Sri S.C. Verma and Sri Ajay Kumar Singh for the contesting respondents urge that the petitioner had full and complete knowledge of the said order and the recording of the names of the answering respondents in the relevant revenue records but he did not raise any objection and after 11 years the petitioner filed the application which was not maintainable, inasmuch as, the proceedings that culminated in 1995 were on the strength of an administrative order and as such a restoration was not maintainable. He further submits that limitation was also staring on the face of the petitioner which was not explained on day to day basis and therefore even otherwise the restoration application has been rightly rejected by the revisional court. He further submits that in the event the petitioner is seeking any declaration of his rights interse as against the answering respondents then the remedy of the petitioner is to file a suit.

All the learned counsel for the respondents submit that they do not propose to file any counter affidavit and the matter be disposed of finally at this stage as the facts on the basis whereof the submissions have been raised are already contained in the impugned order.

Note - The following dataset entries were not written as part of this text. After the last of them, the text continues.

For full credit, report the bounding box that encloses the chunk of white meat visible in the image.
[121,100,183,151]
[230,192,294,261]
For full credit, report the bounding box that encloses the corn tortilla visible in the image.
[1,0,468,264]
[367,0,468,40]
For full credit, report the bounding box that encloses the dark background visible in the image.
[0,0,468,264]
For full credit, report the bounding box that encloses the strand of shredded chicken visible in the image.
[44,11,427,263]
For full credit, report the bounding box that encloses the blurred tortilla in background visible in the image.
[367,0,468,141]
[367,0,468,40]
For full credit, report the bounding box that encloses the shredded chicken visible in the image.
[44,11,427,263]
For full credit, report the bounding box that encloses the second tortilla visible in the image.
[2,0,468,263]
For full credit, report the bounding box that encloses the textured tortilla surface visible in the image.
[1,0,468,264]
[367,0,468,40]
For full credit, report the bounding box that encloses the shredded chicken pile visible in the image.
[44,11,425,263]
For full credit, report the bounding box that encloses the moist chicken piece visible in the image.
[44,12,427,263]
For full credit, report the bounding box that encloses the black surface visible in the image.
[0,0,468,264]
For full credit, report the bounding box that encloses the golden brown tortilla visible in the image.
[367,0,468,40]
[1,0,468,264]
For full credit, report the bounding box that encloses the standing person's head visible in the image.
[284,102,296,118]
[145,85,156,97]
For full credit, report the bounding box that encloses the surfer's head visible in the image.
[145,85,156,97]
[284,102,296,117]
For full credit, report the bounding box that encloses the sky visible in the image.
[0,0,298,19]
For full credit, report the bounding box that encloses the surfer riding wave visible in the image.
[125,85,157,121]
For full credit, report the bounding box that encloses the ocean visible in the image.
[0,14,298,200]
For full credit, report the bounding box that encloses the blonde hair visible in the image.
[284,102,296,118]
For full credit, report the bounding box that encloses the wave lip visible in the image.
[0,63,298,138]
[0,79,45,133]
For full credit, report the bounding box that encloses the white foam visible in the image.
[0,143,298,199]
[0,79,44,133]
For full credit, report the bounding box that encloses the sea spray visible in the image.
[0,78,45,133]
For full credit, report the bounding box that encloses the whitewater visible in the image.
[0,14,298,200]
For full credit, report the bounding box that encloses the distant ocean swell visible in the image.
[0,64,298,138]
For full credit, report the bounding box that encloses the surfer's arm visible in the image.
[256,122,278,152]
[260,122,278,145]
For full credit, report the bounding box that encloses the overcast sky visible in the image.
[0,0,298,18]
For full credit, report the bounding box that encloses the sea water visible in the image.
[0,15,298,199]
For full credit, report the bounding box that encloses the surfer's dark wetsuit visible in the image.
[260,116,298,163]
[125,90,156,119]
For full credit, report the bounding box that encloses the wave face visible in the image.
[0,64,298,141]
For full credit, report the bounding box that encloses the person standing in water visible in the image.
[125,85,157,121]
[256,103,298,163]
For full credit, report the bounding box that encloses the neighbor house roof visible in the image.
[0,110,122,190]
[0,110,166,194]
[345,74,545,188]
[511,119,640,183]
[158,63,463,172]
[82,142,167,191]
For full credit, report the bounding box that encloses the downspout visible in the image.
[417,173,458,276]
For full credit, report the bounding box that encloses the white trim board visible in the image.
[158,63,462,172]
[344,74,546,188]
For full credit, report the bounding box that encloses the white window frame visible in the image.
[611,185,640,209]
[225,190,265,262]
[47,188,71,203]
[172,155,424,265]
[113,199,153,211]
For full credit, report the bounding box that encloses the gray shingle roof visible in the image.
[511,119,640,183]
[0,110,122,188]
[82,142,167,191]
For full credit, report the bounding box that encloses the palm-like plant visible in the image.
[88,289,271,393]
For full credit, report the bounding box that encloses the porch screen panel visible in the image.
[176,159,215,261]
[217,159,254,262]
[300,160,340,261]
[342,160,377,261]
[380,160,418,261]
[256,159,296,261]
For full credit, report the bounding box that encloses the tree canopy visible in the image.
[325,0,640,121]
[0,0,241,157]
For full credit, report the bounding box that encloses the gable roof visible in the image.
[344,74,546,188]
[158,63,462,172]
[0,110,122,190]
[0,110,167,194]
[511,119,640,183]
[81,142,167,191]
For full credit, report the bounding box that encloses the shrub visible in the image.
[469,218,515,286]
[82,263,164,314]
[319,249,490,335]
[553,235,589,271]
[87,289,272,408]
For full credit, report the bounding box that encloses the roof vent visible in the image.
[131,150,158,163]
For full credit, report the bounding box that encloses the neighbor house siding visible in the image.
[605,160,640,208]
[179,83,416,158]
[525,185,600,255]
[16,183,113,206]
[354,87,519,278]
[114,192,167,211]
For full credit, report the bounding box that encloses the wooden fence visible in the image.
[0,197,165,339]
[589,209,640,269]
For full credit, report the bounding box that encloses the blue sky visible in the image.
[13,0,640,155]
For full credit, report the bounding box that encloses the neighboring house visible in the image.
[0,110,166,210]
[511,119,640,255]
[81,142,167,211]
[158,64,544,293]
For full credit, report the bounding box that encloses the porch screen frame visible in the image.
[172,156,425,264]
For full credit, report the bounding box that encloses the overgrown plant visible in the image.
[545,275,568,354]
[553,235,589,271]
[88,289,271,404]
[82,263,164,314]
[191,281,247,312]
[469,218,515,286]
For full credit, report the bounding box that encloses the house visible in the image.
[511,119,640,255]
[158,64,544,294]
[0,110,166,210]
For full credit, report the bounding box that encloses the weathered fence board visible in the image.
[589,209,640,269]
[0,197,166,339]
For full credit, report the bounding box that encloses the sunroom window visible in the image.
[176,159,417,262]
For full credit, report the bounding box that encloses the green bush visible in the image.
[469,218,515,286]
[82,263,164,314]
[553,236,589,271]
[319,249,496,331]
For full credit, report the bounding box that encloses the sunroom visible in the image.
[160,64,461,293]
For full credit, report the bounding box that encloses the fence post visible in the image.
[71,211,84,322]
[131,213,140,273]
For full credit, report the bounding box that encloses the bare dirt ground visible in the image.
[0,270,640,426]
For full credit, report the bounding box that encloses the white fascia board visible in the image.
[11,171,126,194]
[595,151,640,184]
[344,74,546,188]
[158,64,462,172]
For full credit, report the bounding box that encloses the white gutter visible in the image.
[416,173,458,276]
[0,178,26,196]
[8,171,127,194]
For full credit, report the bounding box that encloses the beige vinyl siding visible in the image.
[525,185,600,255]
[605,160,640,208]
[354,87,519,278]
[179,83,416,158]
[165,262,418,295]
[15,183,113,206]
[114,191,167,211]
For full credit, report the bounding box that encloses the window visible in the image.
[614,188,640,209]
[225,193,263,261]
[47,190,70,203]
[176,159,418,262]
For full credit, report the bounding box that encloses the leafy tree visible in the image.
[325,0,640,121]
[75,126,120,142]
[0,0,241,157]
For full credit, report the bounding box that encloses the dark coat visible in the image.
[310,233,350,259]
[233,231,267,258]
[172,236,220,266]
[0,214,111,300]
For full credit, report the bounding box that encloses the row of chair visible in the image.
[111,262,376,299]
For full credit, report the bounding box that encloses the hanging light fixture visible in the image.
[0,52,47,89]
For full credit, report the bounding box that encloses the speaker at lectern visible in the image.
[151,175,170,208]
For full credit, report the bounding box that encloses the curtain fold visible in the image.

Having heard learned Standing Counsel and Sri Upadhya for the Gaon Sabha what appears is that the benefit of Section 122-B (4F) was acknowledged in favour of the respondent nos. 4 and 5 only under an order of the Sub-Divisional Officer dated 17.6.1995. This order can be termed to be administrative in nature if it does not adjudicate any dispute or controversy and is founded on the basis of possession which is not disputed by the State. It is in these circumstances that the apex court in the case of Manore (supra) observed that filing of a suit was not necessary.

However, in the present case, it appears that the petitioner is claiming rights which is in the nature of a cotenancy on the ground that he was also in possession alongwith his brothers. This becomes a disputed question of fact which has to be established by leading evidence, and in the circumstances, this could not have been done by the method of a restoration application. However, the petitioner has a right to establish his possession by way of filing a suit.

Learned Commissioner while reversing the order of the Sub-Divisional Officer has made observations on the merits of the claim of the petitioner which can adversely affect him in the event the petitioner files a suit. This is because the said revision has been filed by the respondents under Section 333 of U.P. Z.A. & L.R. Act, 1950 and any finding made by the Commissioner shall become binding on a subordinate authority if a suit is tried by the Sub-Divisional Officer or by any such court of competent jurisdiction. In the circumstances, the Additional Commissioner fell in error by proceeding to record findings on merits when he had refused to accept the explanation for delay given by the petitioner in moving the restoration application. To that extent, Sri Rajiv Kumar Mishra is correct in his submission that the learned Commissioner has exceeded in his jurisdiction.

Sri S.C. Verma, learned counsel for the respondent has been unable to dispute the aforesaid proposition to the aforesaid extent and therefore this writ petition is partly allowed setting aside the order dated 11.9.2013 in so far as it seeks to declare the rights of the petitioner as against the claim of the respondent nos. 4 and 5.

The petitioner shall now be at liberty to file a suit and seek his declaration against the respondent nos. 4 and 5, if he is able to establish his possession alongwith them.